But there’s plenty of talent that will be on display. The Canadians, led by Shai Gilgeous-Alexander and possibly Jamal Murray, have the deepest team they have ever fielded. Luka Doncic will be playing for Slovenia, the Australians have a preliminary roster featuring a record 10 NBA players — along with a hunger to finally claim an elusive international gold medal — while longtime mainstays Spain and France will remain as stiff competition.
There’s also Team USA’s history in this event. Unlike the Olympics, which Team USA has won each time except once since 1992 — it finished with a bronze in 2004 — the U.S. has won just two of the past six World Cups.
And, in 2019, the U.S. team finished a disappointing seventh, with a roster featuring a similar collection of talent to this year’s group, including Kemba Walker, Khris Middleton, Tatum and Donovan Mitchell.
The FIBA version of the sport, with its own set of rules and rosters made up of battle-hardened veterans who have in many cases played for a decade or more together, requires unique challenges than what is needed to get through an NBA season — which has made it a proving ground for emerging young talent.

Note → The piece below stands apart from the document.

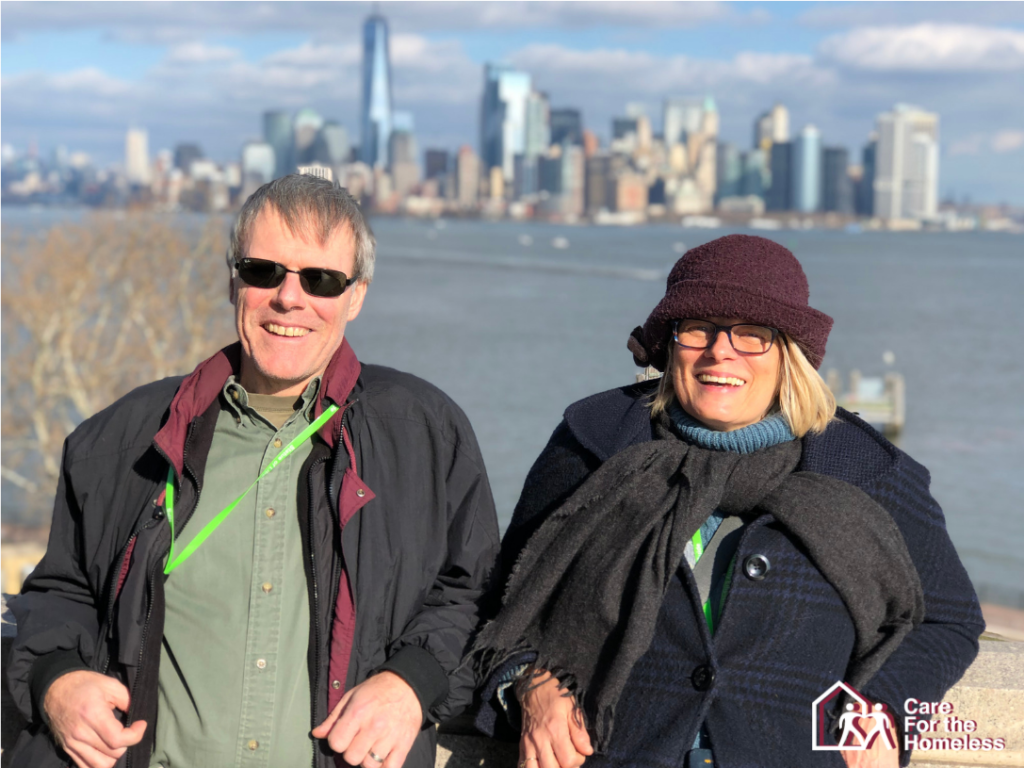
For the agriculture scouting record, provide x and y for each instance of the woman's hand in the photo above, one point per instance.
(879, 756)
(553, 733)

“We’re really emphasizing that it’s a different game than our game,” Hill said. “It’s played different, the rules are different, it’s officiated different. So we are really reinforcing that and educating, teaching and just making it so it can become instinctive for them when, when the games really count.”

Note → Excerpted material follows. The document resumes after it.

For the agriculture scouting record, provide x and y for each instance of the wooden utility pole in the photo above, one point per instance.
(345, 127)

To win the World Cup will require a deft coaching effort from Steve Kerr, who takes over the helm of Team USA from Gregg Popovich, as well as inspired play from this group.
For the last part to happen, someone will need to step up as the team’s go-to player. And Edwards, as a big, physical wing player who can impact the game at both ends, should be more than able to hold his own in the rough-and-tumble FIBA version.
“Well, it could be,” Colangelo said, when asked if he saw a similarity between Durant 13 years ago and Edwards now. “Having the capacity is one thing. Taking advantage of the opportunity is something else.
“Only time will tell. Yes, he’s got the platform, and he has the opportunity, but he has to get it done.”
No one appreciates the need to follow through on potential more than Edwards, who turns 22 on Saturday. At a news conference to celebrate his contract extension, with his family looking on from the crowd, Edwards was asked if getting to this point in his career left him feeling like it was a full-circle moment.
His response was immediate.
“No, not mission accomplished,” he said. “They love to see me win. When I was little, playing football growing up, I always won the championship in little league football or basketball. They want to see me win.
“When I win, when I get a ring or a gold medal with USA, then I think they’ll be super excited.”